Mais ce n’est pas du tout la même démarche ici, ne serait-ce que parce que Pascal souhaitait pointer du doigt le caractère vain et dérisoire, pathétique de l’amour propre humain par rapport à la plénitude divine. Il s’agit bien pour Henri Michaux de viser un « lointain », mais certainement pas celui de la transcendance de Dieu. C’est à un mouvement résolument contraire qu’il se prête: celui d’une immanence pure. Il n’est pas question de se juger rien par rapport à un tout, mais de n’être rien vraiment, c’est-à-dire de réaliser à quel point « n’être rien et être » désigne une seule et même expérience: celle de la nullité.
La honte est, en effet, un cercle sans fin: nous avons honte puis honte d’avoir honte et ainsi de suite jusqu’à ce que finalement la honte devienne une sorte de compagne de route insistante, gênante et perpétuelle. Il nous revient donc de toucher du doigt cette incroyable rosée d’une modalité de présence dépourvue de honte, mais est-elle possible? La honte ne serait-elle pas liée à l’expérience d’être? Ne sommes nous pas fondamentalement des êtres dotés de cette capacité d’avoir honte? De fait la honte est le premier ressenti d’Adam et Eve et l’aidôs (pudeur, honte) est la « qualité » que Zeus lui-même est obligé de donner aux hommes pour qu’ils ne s’entretuent pas grâce à la technique que prométhée a commis l’imprudence et la faute de leur confier (mythe de prométhée Platon dans le Protagoras). La honte a à voir avec l’être humain, comme l’affirme avec beaucoup de subtilité et de justesse Emmanuel Lévinas: « Ce qui apparaît dans la honte c’est donc précisément le fait d’être rivé à soi-même, l’impossibilité radicale de se fuir pour se cacher à soi-même, la présence irrémissible du moi à soi-même. La nudité est honteuse quand elle est patente à notre être, elle est son intimité ultime. Et celle de notre corps n’est pas la nudité d’une chose matérielle antithèse de l’esprit, mais la nudité de notre être total dans toute sa plénitude et solidité, de son expression la plus brutale dont on ne saurait ne pas prendre acte. [...] C’est notre intimité, c’est-à-dire notre présence à nous-mêmes qui est honteuse. Elle ne révèle pas notre néant mais la totalité de notre existence. [...] Ce que la honte découvre, c’est l’être qui se découvre. »

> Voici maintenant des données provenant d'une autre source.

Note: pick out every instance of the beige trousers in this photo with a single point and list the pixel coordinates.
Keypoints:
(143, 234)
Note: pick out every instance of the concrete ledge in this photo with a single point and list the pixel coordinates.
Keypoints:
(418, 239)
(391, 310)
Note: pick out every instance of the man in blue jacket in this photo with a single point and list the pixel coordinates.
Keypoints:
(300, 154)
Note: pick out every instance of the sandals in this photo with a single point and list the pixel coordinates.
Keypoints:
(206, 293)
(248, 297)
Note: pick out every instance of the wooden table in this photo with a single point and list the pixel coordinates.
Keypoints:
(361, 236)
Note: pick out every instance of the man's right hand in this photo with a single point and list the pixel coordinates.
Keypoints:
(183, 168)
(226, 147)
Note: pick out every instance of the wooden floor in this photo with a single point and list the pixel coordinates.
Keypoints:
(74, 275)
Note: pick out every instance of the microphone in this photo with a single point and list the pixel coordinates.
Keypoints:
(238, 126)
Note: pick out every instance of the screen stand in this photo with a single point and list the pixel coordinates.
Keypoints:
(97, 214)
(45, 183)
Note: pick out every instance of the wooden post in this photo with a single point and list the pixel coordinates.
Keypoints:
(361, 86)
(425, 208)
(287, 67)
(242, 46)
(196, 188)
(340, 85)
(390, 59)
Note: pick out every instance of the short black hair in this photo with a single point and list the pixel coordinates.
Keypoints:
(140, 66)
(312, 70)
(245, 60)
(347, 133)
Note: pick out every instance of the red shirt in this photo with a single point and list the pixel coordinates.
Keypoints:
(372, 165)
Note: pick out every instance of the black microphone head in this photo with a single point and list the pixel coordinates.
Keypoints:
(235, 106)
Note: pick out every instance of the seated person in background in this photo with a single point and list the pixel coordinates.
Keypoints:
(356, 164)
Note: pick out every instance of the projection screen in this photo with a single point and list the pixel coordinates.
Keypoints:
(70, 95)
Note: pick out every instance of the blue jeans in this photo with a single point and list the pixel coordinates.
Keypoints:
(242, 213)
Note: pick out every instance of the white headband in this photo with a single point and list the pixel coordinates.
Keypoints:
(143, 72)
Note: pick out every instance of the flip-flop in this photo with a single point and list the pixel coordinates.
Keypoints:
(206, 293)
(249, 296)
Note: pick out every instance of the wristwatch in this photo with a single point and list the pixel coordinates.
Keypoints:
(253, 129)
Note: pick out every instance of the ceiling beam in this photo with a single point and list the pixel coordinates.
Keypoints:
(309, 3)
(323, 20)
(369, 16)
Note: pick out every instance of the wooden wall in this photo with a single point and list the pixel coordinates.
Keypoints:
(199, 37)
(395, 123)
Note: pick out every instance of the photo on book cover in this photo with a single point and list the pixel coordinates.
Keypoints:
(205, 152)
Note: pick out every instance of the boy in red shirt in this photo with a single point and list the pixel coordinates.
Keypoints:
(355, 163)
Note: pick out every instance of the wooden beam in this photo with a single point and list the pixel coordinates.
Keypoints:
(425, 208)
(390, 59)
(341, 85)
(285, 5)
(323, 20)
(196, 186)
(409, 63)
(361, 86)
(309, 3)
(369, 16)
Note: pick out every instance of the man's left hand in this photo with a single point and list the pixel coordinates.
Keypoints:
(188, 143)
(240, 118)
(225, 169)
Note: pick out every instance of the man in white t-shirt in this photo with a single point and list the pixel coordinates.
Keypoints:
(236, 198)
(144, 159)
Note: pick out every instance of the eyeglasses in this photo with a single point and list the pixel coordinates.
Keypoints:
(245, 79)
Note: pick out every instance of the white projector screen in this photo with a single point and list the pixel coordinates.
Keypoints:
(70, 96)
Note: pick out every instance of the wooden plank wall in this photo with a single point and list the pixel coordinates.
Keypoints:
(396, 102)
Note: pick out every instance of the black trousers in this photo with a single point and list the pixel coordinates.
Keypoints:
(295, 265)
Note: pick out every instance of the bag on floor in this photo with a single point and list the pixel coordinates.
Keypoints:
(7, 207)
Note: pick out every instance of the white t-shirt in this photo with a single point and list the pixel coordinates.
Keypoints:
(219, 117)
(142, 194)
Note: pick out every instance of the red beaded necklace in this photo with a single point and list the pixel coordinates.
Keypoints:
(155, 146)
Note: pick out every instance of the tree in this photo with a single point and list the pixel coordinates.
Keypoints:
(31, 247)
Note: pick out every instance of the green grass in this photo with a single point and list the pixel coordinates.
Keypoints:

Ce n’est donc pas seulement ici pour Henri Michaux une question d’état d'âme humain à abattre. Il ne s’agit pas d’humilier l’orgueil humain, mais d’aller jusqu’au bout de la honte afin de faire l’expérience authentique d’une ouverture à un être qui ne serait plus humain, à une plénitude au sein de laquelle être soi-même ne ferait plus référence à un être humain qui ferait retour à soi. Il n’y aurait plus ici d’humain pas davantage qu’il n’y aurait vraiment de « retour ». Jusqu’où pouvons nous aller dans l’expérience d’une absolue non réflexivité, c’est-à-dire d’une existence sans revendication, sans persona, ni ipséïté, ni « moi ». Une expérience indivise d’être: c’est cela qui est visée par l’« auteur » et cela précisément en annihilant radicalement toute référence à un moi, à un auteur, à une autorité.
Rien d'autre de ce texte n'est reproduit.